Kanna Maze Review: Plot Function Collapse

I want to get off Kanna’s Boring Maze

Kanna Maze is a game about alternate universes and approximately nine people who get stuck in a place and end up dying a lot. I’ve seen some reviews compared it to the Zero Escape series, which is fitting because it lifts plot elements and scenes pretty much wholesale from 999 and VLR without considering whether or not they make any sense in their new context. This is a mess of a game.

Let’s start with the part that is most objectively broken: the translation. I assume that this was originally written in Chinese based on the developer’s name, but it’s obvious that it was not translated by a native English speaker or by someone who was paying much attention to their work. The script is absolutely littered with grammatical errors, tense issues, and sentences that are horribly out of order. But that’s all standard stuff – Kanna Maze really takes the cake for bad translation by having a few instances of actions being attributed to the wrong character and, in my favorite moment, briefly making up a character that does not exist because a name was transliterated incorrectly. A bad translation is a problem in any game, but for a mystery game that wants you to pay attention to minor details, this level of sloppiness is just not acceptable.

Not that you’d be rewarded for paying attention even if the translation was better. Kanna Maze wants to tell a science fiction mystery story like ZE, but it just doesn’t succeed on any level. The science is messy and largely unnecessary to the plot, and they explain it in just enough detail for none of it to make sense if you stop to think. It all ties into a mystery plot that largely consists of making choices that immediately result in a comical death, but which eventually build up to a big reveal that is almost identical to the big reveal from 999. Kanna Maze seems to forget that it never instilled its NPCs with the ability to remember alternate timelines, though, so the big showdown scene at the end where everyone is discussing events that have not happened and that they could not possibly know about is completely nonsensical. Like all bad mystery games, the reveal also serves to introduce plot holes throughout the script that only get worse the more you think about them.

To top it all off, the character writing is distinctly flat. Our protagonist has an inconsistent personality that makes him seem at best quite unstable, yet the stand-in for VLR’s Phi is totally in to him for no real reason. You’d probably expect their relationship tension to have some plot relevance given that there’s also a childhood friend and crush who stands in for 999’s June, but she is barely present in most of the game and the flirting only serves to build up to the big reveal that Phi stand-in’s true identity has absolutely no relevance to anything. Cool!

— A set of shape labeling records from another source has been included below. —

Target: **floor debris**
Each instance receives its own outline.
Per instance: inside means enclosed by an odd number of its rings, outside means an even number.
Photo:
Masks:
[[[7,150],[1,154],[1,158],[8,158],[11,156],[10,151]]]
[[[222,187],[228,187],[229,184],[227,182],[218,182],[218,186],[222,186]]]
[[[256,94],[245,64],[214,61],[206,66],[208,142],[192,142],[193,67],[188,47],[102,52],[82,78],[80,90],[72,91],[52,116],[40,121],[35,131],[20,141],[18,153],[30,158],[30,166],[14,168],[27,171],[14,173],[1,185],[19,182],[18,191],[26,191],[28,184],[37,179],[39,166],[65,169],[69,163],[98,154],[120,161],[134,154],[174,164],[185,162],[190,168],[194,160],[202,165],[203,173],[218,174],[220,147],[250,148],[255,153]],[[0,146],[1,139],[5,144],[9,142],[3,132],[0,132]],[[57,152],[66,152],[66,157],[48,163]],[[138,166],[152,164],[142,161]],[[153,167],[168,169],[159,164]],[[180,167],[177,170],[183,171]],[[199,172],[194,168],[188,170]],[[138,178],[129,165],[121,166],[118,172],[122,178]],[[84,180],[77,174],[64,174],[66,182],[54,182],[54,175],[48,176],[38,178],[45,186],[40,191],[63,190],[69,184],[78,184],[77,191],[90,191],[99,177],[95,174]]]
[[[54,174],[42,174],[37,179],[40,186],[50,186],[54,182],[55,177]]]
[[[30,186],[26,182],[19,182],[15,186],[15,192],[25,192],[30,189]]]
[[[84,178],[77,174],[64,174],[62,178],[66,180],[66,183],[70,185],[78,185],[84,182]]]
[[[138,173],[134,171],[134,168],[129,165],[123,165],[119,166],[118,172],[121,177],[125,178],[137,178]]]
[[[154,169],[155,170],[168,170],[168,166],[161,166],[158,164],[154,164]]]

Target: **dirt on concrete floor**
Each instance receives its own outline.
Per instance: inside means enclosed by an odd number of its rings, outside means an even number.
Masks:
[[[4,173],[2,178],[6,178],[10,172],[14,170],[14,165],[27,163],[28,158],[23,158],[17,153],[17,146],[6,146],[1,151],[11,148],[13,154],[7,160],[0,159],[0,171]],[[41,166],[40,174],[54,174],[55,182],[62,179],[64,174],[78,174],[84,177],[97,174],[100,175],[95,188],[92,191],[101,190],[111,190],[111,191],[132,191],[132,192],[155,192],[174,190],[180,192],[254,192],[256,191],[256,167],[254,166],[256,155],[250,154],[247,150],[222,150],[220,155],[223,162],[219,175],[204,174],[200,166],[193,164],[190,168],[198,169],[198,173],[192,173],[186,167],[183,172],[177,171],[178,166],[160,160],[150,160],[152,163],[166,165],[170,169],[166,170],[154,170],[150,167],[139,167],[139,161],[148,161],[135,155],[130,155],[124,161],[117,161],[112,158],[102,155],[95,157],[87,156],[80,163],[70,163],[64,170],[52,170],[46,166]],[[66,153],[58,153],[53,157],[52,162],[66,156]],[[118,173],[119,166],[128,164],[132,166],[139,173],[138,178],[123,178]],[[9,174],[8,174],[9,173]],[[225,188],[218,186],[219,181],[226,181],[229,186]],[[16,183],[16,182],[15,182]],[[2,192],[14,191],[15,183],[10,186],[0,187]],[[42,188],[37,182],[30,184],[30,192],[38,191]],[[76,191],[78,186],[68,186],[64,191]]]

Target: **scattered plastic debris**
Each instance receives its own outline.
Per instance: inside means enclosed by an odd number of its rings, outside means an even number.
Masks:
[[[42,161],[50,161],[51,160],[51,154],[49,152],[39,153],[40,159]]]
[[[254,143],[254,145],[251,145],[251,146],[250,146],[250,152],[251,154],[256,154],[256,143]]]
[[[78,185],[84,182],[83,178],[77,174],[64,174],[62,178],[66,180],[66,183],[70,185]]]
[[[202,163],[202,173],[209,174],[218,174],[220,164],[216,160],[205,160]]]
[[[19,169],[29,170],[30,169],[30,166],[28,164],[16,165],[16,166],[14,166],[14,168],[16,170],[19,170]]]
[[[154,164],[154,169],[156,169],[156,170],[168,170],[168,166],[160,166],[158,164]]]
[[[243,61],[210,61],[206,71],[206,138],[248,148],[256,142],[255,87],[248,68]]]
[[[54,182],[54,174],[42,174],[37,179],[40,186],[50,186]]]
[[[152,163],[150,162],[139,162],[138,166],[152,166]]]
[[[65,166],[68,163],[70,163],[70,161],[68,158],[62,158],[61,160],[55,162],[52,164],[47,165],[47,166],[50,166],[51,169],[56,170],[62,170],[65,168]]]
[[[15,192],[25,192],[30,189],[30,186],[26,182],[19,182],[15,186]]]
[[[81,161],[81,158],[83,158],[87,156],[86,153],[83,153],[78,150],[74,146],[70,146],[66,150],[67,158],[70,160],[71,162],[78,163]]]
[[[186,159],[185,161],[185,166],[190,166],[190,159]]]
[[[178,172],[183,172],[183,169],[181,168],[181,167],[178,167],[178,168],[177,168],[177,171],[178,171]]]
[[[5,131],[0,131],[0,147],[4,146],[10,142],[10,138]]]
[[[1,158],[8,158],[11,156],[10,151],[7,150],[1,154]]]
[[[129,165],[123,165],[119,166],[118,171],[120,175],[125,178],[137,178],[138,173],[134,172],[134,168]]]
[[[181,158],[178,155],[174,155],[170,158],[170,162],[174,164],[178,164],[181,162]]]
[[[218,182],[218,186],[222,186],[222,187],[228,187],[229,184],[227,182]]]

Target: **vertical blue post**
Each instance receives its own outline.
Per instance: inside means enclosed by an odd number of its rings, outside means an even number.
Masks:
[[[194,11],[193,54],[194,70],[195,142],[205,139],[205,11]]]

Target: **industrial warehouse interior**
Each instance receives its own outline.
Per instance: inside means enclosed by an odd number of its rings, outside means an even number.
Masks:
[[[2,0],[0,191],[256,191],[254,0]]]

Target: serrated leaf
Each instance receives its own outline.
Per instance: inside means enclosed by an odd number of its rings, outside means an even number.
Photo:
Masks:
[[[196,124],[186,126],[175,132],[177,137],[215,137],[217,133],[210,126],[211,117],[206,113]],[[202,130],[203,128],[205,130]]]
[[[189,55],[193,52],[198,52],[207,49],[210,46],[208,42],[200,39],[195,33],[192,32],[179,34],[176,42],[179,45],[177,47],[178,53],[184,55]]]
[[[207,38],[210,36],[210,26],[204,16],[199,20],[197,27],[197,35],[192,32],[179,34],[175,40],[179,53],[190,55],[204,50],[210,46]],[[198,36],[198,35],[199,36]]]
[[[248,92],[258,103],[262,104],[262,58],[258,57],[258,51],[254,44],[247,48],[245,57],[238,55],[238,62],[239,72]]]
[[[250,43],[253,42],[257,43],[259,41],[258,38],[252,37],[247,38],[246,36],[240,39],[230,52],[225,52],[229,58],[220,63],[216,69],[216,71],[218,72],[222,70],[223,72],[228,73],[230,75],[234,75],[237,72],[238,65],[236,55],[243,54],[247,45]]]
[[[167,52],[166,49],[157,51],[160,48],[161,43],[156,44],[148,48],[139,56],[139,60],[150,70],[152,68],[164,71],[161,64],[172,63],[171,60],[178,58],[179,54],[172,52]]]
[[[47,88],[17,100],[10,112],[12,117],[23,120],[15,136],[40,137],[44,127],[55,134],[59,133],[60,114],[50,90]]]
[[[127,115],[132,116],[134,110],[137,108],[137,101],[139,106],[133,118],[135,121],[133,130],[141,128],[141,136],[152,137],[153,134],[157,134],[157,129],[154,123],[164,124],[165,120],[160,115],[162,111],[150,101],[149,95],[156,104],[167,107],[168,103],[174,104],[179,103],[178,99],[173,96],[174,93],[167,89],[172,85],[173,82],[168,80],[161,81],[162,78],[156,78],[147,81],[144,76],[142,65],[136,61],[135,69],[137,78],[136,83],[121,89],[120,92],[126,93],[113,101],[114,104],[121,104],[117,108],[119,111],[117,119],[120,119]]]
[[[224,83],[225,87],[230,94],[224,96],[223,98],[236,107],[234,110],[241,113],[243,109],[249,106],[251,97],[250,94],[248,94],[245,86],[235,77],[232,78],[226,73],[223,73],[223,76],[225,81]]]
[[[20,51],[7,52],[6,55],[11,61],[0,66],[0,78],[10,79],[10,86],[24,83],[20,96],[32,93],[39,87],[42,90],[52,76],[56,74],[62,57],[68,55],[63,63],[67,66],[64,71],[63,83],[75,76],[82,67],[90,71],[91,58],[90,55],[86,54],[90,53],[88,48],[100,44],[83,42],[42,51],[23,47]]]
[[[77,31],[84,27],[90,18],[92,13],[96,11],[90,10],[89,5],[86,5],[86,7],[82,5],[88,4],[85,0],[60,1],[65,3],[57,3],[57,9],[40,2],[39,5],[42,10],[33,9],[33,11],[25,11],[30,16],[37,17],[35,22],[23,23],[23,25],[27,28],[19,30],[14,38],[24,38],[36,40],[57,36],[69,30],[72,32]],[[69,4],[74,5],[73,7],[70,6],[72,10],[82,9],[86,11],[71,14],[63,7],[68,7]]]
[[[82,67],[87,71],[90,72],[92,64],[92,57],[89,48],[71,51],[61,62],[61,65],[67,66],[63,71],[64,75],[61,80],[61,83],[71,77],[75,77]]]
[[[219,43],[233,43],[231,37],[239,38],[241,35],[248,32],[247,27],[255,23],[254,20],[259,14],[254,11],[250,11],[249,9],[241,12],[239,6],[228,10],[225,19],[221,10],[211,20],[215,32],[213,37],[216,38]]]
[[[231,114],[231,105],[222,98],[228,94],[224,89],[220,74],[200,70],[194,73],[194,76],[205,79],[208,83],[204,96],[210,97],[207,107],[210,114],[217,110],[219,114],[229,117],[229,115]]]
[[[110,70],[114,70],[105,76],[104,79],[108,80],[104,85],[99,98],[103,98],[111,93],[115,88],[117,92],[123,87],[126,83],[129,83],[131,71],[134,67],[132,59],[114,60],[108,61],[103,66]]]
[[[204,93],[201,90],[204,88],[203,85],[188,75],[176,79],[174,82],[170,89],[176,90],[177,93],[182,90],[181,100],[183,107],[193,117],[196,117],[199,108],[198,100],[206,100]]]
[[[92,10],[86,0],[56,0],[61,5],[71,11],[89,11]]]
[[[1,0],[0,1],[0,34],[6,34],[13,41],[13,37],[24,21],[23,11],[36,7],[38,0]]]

Of course, most characters only really exist because somebody had to kill you in a given branch or because they needed a warm body at a particular moment. Multiple characters could be replaced with sandbags for all the agency they have in the plot, and two others seem primarily present to provide quick endings when you make a choice the game didn’t like. Even the characters who do have significant roles in the plot often only matter for that exact moment, which is best demonstrated by one who immediately disappears for the rest of the game after taking a specific action in each branch. You’re not really trapped with a cast of characters so much as a group of plot devices.

If this all sounds very negative, it’s because it is. Kanna Maze doesn’t really have anything going for it other than decent voice acting, a couple of decent chase scenes, and an exceptionally low price point. You can get it for four bucks and finish in four hours, so it won’t waste much of your time, but it’s impossible to recommend unless you’re specifically seeking out a poorly written mystery. You might get more out of it if you haven’t played any of the games that obviously inspired it, but you’d be much better off playing the originals.

Rating: 50%

Time to beat: 4 hours to see all the content if you click through the dialogue. It would take a good bit longer if you wait for every line.